Background information
- Born: Donald Ray Fritts November 8, 1942 Florence, Alabama, U.S.
- Died: August 27, 2019 (aged 76) Birmingham, Alabama, U.S.
- Occupations: Session musician, songwriter
- Instrument: Keyboard

= Donnie Fritts =

American singer-songwriter (1942–2019)

Donald Ray Fritts (November 8, 1942 – August 27, 2019) was an American session musician and songwriter. A recording artist in his own right, he was Kris Kristofferson's keyboardist for over forty years. In 2008, he was inducted into the Alabama Music Hall of Fame.

==Early career==
He began playing drums in local bands such as The Satellites and Hollis Dixon & the Keynotes at age 15, and later developed into a session keyboard player.

Working closely with Rick Hall, Billy Sherrill, Dan Penn, Arthur Alexander, David Briggs, Jerry Carrigan and Norbert Putnam, Fritts was involved in many of the early songs and recordings created in the Muscle Shoals music industry.

==Kris Kristofferson==
In 1965, Fritts signed with a Nashville publishing company. Songs which he wrote were recorded by Charlie Rich and Jerry Lee Lewis. He later met Kris Kristofferson who was just beginning a career in songwriting. When forming his band, Kristofferson called on Fritts, who continued as his keyboard player for over two decades, performing live, on recordings and in numerous movies.

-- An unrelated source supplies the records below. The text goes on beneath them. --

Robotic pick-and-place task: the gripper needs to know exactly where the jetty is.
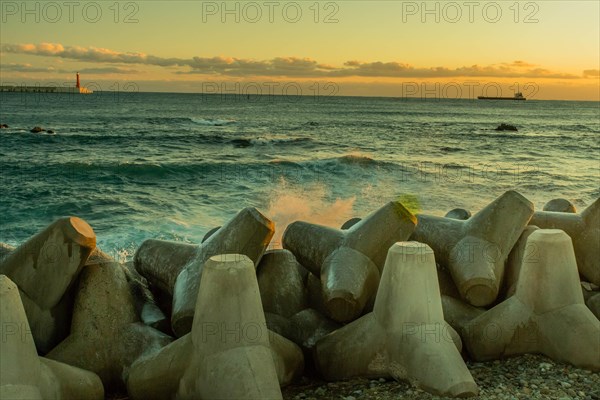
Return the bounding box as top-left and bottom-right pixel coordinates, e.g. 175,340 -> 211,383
0,72 -> 93,94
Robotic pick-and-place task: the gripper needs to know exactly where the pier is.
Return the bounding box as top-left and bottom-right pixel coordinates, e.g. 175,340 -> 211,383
0,73 -> 93,94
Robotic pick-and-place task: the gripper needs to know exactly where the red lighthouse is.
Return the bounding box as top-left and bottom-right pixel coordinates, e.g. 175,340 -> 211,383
76,72 -> 81,89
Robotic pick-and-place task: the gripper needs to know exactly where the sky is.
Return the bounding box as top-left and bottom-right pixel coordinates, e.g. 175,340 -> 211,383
1,1 -> 599,100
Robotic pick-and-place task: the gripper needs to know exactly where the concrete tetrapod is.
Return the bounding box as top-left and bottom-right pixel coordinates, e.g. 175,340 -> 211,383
314,242 -> 478,397
0,275 -> 104,400
88,248 -> 169,332
268,330 -> 305,387
289,308 -> 341,351
257,249 -> 307,318
501,225 -> 539,299
586,293 -> 600,320
127,254 -> 284,400
46,256 -> 173,392
543,198 -> 576,213
529,198 -> 599,285
411,190 -> 534,307
283,201 -> 417,322
582,283 -> 600,319
461,230 -> 600,371
0,217 -> 96,353
445,208 -> 472,220
134,207 -> 274,336
0,242 -> 14,260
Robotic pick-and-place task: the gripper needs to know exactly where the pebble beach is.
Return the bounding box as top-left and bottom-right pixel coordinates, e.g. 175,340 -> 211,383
282,355 -> 600,400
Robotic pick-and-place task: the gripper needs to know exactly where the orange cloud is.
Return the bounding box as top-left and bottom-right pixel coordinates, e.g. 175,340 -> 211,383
0,42 -> 585,80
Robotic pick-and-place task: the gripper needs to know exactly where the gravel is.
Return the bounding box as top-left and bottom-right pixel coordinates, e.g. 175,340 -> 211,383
282,354 -> 600,400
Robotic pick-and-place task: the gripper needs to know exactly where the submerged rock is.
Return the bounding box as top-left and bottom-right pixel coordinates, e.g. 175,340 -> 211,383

Through his association with Kristofferson, Fritts appeared in three of Sam Peckinpah's movies: Pat Garrett & Billy the Kid, Bring Me the Head of Alfredo Garcia, and Convoy as well as appearing in other movies including A Star Is Born and Songwriter.

==Recording artist==
In 1974, Kristofferson and producer Jerry Wexler co-produced Prone to Lean at Muscle Shoals Sound Studio. Everybody's Got a Song was released in 1998. The album included guest appearances by Willie Nelson, Kris Kristofferson, Dan Penn, Spooner Oldham, Waylon Jennings, Delbert McClinton, Tony Joe White, Leroy Parnell & John Prine. It would be another ten years before Fritts released his third album One Foot in the Groove in 2008 produced by Dan Penn with Ron Laury, recorded at Dandy Studio in Nashville.

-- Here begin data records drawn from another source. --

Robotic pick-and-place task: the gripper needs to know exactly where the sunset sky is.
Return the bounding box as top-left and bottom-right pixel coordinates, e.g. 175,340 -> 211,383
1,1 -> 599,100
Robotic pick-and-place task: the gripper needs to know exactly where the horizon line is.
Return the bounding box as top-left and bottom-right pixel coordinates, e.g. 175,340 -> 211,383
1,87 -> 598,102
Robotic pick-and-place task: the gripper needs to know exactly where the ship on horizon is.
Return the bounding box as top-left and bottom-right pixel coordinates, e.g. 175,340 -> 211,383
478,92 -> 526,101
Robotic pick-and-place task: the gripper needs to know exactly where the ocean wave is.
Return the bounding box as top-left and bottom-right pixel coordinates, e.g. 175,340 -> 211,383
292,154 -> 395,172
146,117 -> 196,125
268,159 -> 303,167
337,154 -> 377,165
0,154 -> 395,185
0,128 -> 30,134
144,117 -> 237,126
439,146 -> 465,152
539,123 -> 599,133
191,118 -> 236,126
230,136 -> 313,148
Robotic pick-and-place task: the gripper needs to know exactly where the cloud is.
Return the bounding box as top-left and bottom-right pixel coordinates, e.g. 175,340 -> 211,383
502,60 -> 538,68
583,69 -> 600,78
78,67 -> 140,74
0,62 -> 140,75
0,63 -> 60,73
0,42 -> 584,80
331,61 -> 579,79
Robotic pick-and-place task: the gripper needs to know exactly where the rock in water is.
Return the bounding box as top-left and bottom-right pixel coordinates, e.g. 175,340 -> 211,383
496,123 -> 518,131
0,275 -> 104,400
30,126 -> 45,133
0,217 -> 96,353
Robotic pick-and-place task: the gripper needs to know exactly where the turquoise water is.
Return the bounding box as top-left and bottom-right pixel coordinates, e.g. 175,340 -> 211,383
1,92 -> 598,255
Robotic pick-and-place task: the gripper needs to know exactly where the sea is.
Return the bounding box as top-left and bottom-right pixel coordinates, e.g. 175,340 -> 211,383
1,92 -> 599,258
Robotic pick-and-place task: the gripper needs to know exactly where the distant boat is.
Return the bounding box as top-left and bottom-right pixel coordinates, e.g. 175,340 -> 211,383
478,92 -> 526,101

In 2014, he appeared on Country Funk Vol. II, a compilation album from Light in the Attic. In 2015, he signed with Single Lock Records.

==Death==
Fritts died from complications of heart surgery on August 27, 2019, at a hospital in Birmingham, Alabama.

==Discography==
- Prone to Lean (1974)
- Everybody's Got a Song (1997)
- One Foot in the Groove (2008)
- Oh My Goodness (2015)
- June (A Tribute to Arthur Alexander) (2018)

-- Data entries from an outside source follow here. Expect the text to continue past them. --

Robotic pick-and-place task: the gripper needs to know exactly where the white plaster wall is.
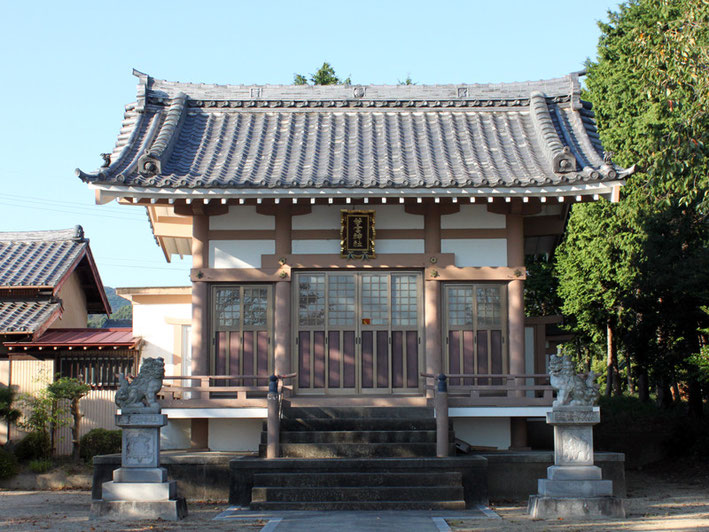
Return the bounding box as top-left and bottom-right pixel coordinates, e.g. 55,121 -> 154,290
209,240 -> 275,268
292,239 -> 341,254
377,239 -> 425,254
441,205 -> 506,229
132,303 -> 191,375
372,205 -> 423,229
292,205 -> 341,230
293,205 -> 423,230
208,419 -> 262,451
161,419 -> 192,450
441,238 -> 507,267
453,417 -> 511,450
209,205 -> 275,230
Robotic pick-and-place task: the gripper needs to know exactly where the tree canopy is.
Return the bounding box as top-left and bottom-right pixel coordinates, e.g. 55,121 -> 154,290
554,0 -> 709,412
294,62 -> 351,85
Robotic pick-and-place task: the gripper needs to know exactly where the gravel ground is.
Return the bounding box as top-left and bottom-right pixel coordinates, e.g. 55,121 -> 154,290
0,464 -> 707,531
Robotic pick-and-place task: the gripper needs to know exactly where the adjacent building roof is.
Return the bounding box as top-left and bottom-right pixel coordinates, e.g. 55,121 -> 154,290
0,300 -> 62,335
0,227 -> 87,288
0,227 -> 111,336
4,328 -> 138,349
78,70 -> 633,202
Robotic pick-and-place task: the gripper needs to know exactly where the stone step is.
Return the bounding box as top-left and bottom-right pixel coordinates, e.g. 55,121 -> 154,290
282,407 -> 434,419
276,418 -> 443,431
251,486 -> 465,503
252,471 -> 463,488
249,500 -> 467,511
260,430 -> 454,444
260,442 -> 455,458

==Chart songs as a songwriter==

| Song title | Recording artist | US Chart | Year |
|---|---|---|---|
| "Breakfast in Bed" | UB40 featuring Chrissie Hynde | 8 | 1988 |
| "Breakfast in Bed" | Dusty Springfield | 91 | 1969 |
| "Easy To Love" | Joe Simon | 12 | 1977 |
| "You're Gonna Love Yourself in the Morning" | Bonnie Koloc | 12 | 1974 |
| "You're Gonna Love Yourself in the Morning" | Charlie Rich | 22 | 1980 |
| "Choo Choo Train" | The Box Tops | 26 | 1968 |
| "We Had It All" | Waylon Jennings | 28 | 1973 |
| "We Had It All" | Dolly Parton | 28 | 1986 |
| "You're Gonna Love Yourself in the Morning" | Roy Clark | 35 | 1975 |

==Cultural references==
Kris Kristofferson’s song "The Pilgrim - Chapter 33" (1971) opens with a dedication to Funky Donnie Fritts, Billy Swan, Jerry Jeff Walker, and Johnny Cash.

Jerry Jeff Walker's 1975 song "Pissin' in the Wind" opens with a dedication to Kris Kristofferson, Johnny Cash, "Funky Donnie Fritts", and Billy Swan.

John Prine's song "The Oldest Baby In the World" from the album "John Prine Live" opens with a reference to "Funky Donnie Fritts" who co-wrote the song.